Sebagaimana beliau bersabda dalam hadisnya yang artinya sebagai berikut:
“Sesungguhnya (orang) yang paling
aku cintai diantara kalian dan orang yang paling dekat tempatnya dariku pada
hari kiamat adalah oarang yang paling baik budi pekertinya diantara kalian”.
Harta yang banyak, pangkat yang
tinggi atau dimilikinya beberapa gelar kesarjanaan tak mampu mengangkat derajat
manusia tanpa dimilikinya akhlak terpuji.
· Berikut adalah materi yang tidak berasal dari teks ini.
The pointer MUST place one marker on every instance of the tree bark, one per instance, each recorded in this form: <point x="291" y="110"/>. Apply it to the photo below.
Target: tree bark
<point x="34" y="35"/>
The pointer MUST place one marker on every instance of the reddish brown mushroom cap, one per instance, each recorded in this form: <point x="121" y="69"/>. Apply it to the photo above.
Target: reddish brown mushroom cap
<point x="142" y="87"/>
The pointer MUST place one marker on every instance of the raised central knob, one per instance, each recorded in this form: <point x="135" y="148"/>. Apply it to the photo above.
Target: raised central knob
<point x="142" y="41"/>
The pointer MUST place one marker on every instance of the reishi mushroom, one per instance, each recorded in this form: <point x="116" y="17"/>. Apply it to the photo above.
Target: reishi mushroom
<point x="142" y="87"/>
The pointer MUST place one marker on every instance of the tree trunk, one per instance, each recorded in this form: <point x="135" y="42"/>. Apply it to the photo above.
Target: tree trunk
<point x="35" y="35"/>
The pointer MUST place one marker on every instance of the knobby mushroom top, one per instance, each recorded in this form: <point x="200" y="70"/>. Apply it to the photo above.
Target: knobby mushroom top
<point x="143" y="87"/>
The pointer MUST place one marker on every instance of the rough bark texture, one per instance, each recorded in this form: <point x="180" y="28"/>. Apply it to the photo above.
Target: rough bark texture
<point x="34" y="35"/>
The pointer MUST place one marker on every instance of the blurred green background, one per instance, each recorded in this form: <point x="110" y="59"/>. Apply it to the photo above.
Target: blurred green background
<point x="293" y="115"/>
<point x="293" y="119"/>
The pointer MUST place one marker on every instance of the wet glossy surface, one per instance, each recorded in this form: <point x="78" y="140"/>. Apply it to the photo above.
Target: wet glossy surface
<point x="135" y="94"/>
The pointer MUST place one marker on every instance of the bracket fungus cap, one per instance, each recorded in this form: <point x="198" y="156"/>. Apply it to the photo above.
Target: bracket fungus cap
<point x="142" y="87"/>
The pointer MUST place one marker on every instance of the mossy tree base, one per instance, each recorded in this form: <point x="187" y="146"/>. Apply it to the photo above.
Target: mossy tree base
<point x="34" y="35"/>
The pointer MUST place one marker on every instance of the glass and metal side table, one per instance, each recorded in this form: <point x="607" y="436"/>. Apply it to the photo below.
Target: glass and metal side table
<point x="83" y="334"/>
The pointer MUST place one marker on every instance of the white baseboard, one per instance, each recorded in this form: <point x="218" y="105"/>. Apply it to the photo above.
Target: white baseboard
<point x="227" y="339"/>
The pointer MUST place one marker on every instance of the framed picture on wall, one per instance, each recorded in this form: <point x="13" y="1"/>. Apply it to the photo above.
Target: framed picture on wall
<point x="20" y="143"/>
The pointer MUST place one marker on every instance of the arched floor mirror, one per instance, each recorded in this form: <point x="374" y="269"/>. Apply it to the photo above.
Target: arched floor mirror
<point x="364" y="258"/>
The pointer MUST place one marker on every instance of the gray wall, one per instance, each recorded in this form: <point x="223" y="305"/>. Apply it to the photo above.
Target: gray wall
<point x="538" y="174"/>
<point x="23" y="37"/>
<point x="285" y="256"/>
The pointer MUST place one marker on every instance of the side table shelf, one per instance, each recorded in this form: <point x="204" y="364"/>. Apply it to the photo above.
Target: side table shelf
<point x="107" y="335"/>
Islam hadir dimuka bumi sebenarnya
sangat mengedepankan akhlak terpuji, karena Rasulullah saw. sendiri diutus
untuk menyempurnakan akhlak sebagaimana sabdanya sebagai berikut:
اِنَّماَ
بُعِثْتُ لِؤُتَمِّمَ مَكَأرِمَ اْلأَخْلاَقْ
Artinya:
“Sesungguhnya
aku diutus hanya untuk menyempurnakan akhlak”.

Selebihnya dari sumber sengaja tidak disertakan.